Israel's policy of closures has meant that nearly every road to each town or village in the West Bank is closed by piles of earth, concrete blocks, trenches or army-manned barriers. Many roads in the Occupied Territories are prohibited to Palestinians. Journeys which used to take twenty minutes may now take two or three hours. Palestinian human rights organizations presented to the Committee details of 14 Palestinians who had died and others who had suffered life-threatening medical complications after access to hospital had been delayed.
Israel has pursued a policy of demolishing Palestinian homes for years. Houses have been destroyed because they have breached discriminatory planning laws; as punishment; or for "security" reasons. Over the past year, more than 500 Palestinian homes have been demolished making at least 4,000 people homeless, the great majority of them children.
"Homes are demolished usually with a few minutes or no warning at all, causing material loss and trauma to thousands of Palestinians. These policies are unacceptable and must end," Amnesty International said.
The Committee also raised concern at the use of incommunicado detention -- including of children -- and the continuing use of interrogation methods prohibited by an Israeli Supreme Court ruling of 1999. These methods included prolonged sleep deprivation while in painful positions; shaking and subjection to loud noises.
In addition, the Committee expressed concern that administrative detention "does not conform to article 16 of the Convention", which prohibits cruel, inhuman and degrading treatment or punishment. Administrative detention is a procedure under which detainees may be held indefinitely without trial.
Among other things, the Committee recommended that Israel ensure that "interrogation methods prohibited by the Convention" are not utilized, that all detainees are brought promptly before a judge and that confessions extorted by torture and evidence from such confessions should be excluded. The Committee recommended that Israel institute effective complaint, investigative and prosecution mechanisms for those alleging torture.

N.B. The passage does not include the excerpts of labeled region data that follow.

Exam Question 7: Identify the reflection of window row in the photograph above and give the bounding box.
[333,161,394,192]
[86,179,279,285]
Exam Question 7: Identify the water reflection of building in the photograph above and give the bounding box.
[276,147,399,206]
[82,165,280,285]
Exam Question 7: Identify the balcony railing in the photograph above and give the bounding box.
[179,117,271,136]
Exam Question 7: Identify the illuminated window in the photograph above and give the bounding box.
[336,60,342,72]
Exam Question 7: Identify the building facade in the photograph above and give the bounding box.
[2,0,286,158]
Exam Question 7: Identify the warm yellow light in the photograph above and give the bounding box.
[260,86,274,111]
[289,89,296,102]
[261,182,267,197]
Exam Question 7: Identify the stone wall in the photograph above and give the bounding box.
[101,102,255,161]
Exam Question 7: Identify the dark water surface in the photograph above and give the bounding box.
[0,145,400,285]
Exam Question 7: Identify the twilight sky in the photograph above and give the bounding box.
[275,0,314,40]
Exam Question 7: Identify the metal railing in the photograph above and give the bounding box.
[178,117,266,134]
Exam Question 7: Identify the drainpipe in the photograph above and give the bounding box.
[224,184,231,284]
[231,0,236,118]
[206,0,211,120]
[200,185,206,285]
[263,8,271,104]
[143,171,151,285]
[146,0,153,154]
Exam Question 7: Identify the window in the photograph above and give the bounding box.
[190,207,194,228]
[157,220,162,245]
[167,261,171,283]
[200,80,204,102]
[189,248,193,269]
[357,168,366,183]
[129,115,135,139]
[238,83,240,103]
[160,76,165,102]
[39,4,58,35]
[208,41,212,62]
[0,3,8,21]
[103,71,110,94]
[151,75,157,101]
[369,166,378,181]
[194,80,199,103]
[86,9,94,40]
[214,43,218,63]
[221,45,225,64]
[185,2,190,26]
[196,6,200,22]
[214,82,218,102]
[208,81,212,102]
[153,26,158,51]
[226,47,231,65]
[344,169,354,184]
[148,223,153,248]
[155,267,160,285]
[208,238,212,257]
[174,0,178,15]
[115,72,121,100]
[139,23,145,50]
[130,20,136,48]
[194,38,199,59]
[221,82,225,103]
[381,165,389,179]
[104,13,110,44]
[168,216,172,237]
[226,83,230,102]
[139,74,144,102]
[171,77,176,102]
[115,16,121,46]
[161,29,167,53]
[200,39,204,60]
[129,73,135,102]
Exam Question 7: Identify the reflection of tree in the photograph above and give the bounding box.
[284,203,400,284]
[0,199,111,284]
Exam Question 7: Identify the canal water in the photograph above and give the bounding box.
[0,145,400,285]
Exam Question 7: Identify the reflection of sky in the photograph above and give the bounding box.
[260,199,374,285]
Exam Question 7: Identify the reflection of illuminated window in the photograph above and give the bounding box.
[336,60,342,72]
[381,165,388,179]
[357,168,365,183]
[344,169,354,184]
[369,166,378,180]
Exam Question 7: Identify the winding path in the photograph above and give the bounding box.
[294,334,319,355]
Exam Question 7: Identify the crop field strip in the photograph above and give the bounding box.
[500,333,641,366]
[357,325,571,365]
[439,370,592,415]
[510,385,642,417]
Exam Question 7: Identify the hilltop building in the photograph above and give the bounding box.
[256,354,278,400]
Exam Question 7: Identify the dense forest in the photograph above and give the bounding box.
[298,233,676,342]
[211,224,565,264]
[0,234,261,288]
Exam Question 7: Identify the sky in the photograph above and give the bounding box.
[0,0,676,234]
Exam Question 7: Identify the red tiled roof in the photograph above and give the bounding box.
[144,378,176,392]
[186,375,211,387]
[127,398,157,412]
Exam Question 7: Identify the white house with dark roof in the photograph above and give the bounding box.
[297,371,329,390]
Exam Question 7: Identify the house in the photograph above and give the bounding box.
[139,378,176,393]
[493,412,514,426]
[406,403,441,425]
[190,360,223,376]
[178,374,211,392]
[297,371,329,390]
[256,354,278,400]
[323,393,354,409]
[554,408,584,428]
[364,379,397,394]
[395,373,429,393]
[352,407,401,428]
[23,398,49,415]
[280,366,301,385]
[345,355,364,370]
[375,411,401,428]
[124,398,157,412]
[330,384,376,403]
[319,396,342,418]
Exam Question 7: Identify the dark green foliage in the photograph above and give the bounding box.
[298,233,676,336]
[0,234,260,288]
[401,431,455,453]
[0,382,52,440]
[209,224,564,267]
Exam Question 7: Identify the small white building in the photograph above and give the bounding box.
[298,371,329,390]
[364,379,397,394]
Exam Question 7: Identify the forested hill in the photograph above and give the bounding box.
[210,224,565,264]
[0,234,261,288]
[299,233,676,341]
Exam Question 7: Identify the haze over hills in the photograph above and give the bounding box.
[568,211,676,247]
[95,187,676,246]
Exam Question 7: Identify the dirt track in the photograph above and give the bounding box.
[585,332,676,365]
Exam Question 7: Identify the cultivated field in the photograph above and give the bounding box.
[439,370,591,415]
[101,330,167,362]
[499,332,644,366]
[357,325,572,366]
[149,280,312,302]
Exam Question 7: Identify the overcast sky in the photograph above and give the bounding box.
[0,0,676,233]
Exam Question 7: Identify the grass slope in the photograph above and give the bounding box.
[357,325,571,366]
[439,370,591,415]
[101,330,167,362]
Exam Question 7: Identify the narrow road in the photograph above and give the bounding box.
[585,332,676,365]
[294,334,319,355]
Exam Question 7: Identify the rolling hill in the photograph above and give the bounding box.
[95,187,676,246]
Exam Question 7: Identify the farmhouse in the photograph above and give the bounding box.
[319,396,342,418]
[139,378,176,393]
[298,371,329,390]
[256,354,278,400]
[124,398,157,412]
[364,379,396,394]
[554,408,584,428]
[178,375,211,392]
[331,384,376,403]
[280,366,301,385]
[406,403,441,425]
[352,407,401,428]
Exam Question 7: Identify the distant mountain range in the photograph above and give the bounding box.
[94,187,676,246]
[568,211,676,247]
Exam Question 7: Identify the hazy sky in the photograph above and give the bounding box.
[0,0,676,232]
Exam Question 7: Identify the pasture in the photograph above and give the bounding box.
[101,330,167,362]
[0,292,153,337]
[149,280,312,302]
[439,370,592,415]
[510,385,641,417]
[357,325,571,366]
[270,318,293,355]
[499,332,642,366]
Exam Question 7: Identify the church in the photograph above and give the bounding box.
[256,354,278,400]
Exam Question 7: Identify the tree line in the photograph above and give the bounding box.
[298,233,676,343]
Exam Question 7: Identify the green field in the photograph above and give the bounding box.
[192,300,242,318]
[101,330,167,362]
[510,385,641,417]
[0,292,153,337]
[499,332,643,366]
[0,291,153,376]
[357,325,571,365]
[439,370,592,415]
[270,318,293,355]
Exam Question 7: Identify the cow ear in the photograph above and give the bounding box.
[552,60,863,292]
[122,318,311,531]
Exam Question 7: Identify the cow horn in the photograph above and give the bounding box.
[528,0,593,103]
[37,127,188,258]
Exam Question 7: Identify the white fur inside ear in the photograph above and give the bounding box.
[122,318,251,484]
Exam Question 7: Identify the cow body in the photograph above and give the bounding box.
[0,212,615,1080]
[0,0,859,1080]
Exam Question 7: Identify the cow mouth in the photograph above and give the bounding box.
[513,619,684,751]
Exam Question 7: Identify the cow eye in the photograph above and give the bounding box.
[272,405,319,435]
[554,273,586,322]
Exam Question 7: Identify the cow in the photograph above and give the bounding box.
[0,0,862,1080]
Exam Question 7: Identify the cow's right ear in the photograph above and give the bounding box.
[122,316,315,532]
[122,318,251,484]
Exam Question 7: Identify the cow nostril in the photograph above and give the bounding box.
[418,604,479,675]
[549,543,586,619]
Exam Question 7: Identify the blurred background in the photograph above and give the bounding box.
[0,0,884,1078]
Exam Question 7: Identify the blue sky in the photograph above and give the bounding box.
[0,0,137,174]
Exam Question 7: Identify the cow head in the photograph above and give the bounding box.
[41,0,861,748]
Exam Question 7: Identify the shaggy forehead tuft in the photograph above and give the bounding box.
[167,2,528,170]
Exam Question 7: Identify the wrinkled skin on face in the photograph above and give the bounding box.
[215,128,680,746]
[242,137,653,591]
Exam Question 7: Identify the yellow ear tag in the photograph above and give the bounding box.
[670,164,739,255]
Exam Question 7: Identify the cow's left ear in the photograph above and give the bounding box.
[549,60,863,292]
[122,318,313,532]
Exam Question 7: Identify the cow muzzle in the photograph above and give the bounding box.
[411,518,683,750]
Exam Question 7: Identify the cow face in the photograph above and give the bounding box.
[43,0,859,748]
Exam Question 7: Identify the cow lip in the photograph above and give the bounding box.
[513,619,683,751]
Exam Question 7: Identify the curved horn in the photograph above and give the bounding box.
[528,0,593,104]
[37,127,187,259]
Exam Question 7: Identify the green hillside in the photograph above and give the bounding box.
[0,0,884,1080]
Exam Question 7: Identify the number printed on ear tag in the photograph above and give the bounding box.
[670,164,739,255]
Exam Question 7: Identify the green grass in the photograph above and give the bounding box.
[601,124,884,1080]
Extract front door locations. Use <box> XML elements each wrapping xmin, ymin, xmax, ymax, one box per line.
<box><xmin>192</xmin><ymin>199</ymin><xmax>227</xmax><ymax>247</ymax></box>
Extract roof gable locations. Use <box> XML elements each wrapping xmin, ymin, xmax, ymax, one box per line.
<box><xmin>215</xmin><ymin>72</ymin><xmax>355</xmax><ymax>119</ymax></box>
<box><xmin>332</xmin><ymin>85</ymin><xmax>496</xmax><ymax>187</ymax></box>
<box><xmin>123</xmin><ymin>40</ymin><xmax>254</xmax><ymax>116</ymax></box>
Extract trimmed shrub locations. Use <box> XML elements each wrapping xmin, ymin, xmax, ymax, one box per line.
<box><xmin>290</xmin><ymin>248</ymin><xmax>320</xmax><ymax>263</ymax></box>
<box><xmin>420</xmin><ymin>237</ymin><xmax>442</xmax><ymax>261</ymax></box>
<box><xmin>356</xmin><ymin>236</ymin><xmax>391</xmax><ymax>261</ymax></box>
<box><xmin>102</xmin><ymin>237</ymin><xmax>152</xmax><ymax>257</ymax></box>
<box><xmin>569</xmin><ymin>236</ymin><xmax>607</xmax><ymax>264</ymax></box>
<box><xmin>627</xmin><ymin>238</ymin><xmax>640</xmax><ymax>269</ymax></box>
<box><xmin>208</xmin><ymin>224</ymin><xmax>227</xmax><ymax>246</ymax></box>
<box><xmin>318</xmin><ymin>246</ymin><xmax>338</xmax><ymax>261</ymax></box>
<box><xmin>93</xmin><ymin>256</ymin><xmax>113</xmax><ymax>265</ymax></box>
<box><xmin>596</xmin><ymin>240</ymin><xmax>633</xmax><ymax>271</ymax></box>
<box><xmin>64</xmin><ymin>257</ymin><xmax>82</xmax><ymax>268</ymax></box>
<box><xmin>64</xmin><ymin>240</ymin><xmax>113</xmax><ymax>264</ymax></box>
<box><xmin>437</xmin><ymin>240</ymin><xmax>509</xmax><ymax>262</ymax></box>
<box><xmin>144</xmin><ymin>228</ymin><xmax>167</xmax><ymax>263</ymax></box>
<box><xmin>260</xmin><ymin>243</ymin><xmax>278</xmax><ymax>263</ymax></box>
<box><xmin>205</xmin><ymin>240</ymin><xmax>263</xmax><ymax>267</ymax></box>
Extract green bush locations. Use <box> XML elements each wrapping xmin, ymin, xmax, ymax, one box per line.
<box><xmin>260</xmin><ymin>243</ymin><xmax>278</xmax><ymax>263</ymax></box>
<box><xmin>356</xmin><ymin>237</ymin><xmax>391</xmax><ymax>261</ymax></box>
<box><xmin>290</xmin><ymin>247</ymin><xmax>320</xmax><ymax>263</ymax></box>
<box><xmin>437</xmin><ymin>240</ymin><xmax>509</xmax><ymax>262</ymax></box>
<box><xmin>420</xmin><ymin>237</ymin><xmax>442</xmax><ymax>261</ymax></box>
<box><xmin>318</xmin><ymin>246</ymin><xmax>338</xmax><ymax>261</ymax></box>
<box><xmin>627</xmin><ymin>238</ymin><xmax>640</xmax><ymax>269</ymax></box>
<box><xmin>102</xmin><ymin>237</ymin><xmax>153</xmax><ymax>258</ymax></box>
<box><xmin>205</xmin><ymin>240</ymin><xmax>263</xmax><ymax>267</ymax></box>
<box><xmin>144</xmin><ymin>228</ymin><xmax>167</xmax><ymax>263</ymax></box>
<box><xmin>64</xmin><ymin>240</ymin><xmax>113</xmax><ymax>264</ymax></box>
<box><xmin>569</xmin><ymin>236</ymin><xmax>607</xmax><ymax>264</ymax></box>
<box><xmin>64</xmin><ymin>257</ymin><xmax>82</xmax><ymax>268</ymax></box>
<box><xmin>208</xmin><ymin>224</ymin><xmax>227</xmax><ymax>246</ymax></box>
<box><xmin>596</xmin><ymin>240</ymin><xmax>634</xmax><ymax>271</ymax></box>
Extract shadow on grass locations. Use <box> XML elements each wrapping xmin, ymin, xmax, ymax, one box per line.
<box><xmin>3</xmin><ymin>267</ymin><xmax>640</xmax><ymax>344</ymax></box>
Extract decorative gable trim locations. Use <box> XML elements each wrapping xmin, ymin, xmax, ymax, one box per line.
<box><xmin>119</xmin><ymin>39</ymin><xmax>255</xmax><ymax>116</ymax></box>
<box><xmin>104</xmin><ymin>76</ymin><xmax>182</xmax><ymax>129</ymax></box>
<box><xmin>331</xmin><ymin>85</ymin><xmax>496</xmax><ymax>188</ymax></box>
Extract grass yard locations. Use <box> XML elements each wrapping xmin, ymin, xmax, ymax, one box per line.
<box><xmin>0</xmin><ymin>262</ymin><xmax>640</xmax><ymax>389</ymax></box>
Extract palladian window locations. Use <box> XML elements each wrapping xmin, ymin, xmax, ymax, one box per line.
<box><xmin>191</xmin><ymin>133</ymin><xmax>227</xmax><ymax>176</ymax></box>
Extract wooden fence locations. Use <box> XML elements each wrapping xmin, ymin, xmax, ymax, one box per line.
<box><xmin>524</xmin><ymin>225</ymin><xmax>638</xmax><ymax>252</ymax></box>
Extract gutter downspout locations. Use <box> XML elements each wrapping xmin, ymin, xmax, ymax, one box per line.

While the Committee against Torture recognized the importance of the September 1999 Supreme Court decision which banned a number of interrogation methods, it also regretted that the ruling allowed some of those methods -- for instance sleep deprivation -- if they are incidental to the interrogation process and indicated that interrogators who used physical pressure might use the "defence of necessity". The Committee reiterated that "no exceptional circumstances may be invoked as a justification for torture" and recommended that "necessity as a possible justification to the crime of torture should be removed from the domestic law".
Background The Committee against Torture is a body of 10 independent experts appointed by the states parties to the UN Convention against Torture and Other Cruel, Inhuman or Degrading Treatment or Punishment. The Committee, which meets twice a year, reviews reports by states which have ratified the Convention and makes recommendations on measures that should be taken to ensure implementation of the provisions of the Convention. The present session of the Committee, held in Geneva, also reviewed reports from Benin, Indonesia, Ukraine and Zambia.